First there was the proposal of the Stop Online Piracy Act (SOPA) and the resulting uproar against it. There was that one day where you couldn’t access Wikipedia the normal way, and instead had to use various roundabouts to get the information you wanted. A lot of blogs were inaccessible, too. It was crazy! Oh wait, I did that for a year, paying $5 a month to have access to facebook, Wikipedia, CNN, and (for most of the year) blogs. The reasoning behind SOPA and the Great Firewall is different – I understand that. But freedom of speech once curtailed for one reason is easily enough thwarted for another.
Followed shortly by that issue was the announcement by the Department of Health and Human Services that religious institutions will be forced to supply health insurance plans that offer free contraceptives and other “family planning” services to their employees. This issue blew up so quickly that it seemed we bypassed some fundamental issues (birth control, really – out of all the drugs to make free? Have we really decided that pregnancy is the most threatening disease?) and have moved right on to a debate over religious freedom.
Today, across the country, people are gathering to “Rally for Religious Freedom”. Someone derisively asked, "Is someone keeping you from going to church?”. The answer, obviously (thankfully!) is no. But the rest of the answer is that the practicing of one’s religion is – and should be! – more than just going to church.
I confess that I thought the US Council of Catholic Bishops was being a little bit overdramatic when it warned about possible issues of conscience when the new health care reform was being debated. I don’t believe that Obama has anything particularly against Catholics or Christians or believers of any religion, and I believed that the freedom of religion guaranteed in the constitution was pretty secure. The death panels, forced sterilizations – I thought it was all hyperbole.
And now I’m scared. Because I see this mandate as a first step along the path that leads us to a place where the reproductive “rights” are valued higher than the right to religious freedom. And I think that China is somewhere along that path, further ahead than us. Remember,
Freedom of religion in the People’s Republic of China is provided for by the country’s constitution, with an important caveat.
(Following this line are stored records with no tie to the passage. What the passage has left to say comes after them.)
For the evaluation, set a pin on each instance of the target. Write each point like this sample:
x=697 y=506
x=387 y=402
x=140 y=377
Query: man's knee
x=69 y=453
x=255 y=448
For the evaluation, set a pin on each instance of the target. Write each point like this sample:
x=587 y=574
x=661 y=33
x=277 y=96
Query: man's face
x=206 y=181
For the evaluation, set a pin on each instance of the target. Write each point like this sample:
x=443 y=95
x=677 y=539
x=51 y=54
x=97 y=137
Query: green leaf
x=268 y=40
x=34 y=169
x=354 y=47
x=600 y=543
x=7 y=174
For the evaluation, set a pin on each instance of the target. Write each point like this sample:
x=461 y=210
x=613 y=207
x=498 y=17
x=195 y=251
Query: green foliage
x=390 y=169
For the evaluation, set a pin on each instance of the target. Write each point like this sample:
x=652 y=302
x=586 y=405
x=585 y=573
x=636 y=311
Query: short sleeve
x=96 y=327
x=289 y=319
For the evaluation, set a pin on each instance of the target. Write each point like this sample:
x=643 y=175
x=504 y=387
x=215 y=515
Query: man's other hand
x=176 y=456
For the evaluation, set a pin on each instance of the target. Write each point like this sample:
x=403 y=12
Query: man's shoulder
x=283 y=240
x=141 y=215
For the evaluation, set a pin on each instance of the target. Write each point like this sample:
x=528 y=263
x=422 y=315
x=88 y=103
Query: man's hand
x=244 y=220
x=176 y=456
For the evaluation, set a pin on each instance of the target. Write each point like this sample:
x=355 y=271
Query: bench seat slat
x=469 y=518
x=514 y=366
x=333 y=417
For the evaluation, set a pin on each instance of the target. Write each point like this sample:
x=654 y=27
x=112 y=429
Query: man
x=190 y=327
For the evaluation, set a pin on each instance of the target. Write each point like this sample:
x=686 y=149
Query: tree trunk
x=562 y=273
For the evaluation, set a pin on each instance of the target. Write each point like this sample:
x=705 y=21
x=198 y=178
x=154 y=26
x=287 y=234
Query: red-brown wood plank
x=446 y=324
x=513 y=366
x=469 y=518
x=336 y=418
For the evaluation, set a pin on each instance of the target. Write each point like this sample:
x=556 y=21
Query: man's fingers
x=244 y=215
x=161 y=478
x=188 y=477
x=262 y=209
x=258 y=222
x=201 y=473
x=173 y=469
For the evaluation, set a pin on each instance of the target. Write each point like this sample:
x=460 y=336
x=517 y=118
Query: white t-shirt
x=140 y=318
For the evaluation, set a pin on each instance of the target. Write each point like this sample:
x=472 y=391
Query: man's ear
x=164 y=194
Namely, the government protects what it calls "normal religious activity," defined in practice as activities that take place within government-sanctioned religious organizations and registered places of worship. [From Wikipedia]
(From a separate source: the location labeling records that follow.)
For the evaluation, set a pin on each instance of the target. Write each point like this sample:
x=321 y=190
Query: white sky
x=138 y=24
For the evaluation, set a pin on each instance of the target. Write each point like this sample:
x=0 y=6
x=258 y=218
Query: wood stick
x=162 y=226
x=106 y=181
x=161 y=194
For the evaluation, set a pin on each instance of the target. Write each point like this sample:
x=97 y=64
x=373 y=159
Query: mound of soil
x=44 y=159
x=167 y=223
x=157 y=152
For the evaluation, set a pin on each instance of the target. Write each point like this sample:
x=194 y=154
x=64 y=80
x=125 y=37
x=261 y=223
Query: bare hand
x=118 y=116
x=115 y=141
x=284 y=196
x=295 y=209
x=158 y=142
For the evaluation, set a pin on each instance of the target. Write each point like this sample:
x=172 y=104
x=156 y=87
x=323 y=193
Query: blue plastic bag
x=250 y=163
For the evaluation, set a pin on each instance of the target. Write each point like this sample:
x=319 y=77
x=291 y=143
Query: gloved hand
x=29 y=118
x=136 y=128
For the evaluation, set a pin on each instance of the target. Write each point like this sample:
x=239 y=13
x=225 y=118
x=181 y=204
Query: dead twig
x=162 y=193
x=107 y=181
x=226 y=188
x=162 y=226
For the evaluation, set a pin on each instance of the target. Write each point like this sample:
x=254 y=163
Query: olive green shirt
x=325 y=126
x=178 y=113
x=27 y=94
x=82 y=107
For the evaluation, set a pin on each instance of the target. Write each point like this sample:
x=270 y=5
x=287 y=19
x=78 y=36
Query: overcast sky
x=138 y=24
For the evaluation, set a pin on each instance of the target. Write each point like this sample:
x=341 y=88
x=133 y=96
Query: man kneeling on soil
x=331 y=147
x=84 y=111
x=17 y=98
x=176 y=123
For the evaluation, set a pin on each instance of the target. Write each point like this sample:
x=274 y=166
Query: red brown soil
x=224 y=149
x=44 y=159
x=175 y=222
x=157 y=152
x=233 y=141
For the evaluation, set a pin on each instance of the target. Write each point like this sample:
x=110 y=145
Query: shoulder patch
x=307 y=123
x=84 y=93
But China has clearly decided that its interest in curtailing the growth of its population is greater than its interest in protecting the practice of “normal religious activity”, which for some religions that I’m aware of prohibits abortion, sterilization, and contraception.
So yeah, I’m a little bit worried. Not sure what other rights will fall before this “right”. Not sure which Catholic institutions – or what still-practicing Catholic institutions – will be around when in 10 years. Not sure what US policy will next mimic China.
* Note: I think both articles I linked to make very good points, but I do take issue with the name calling they employ.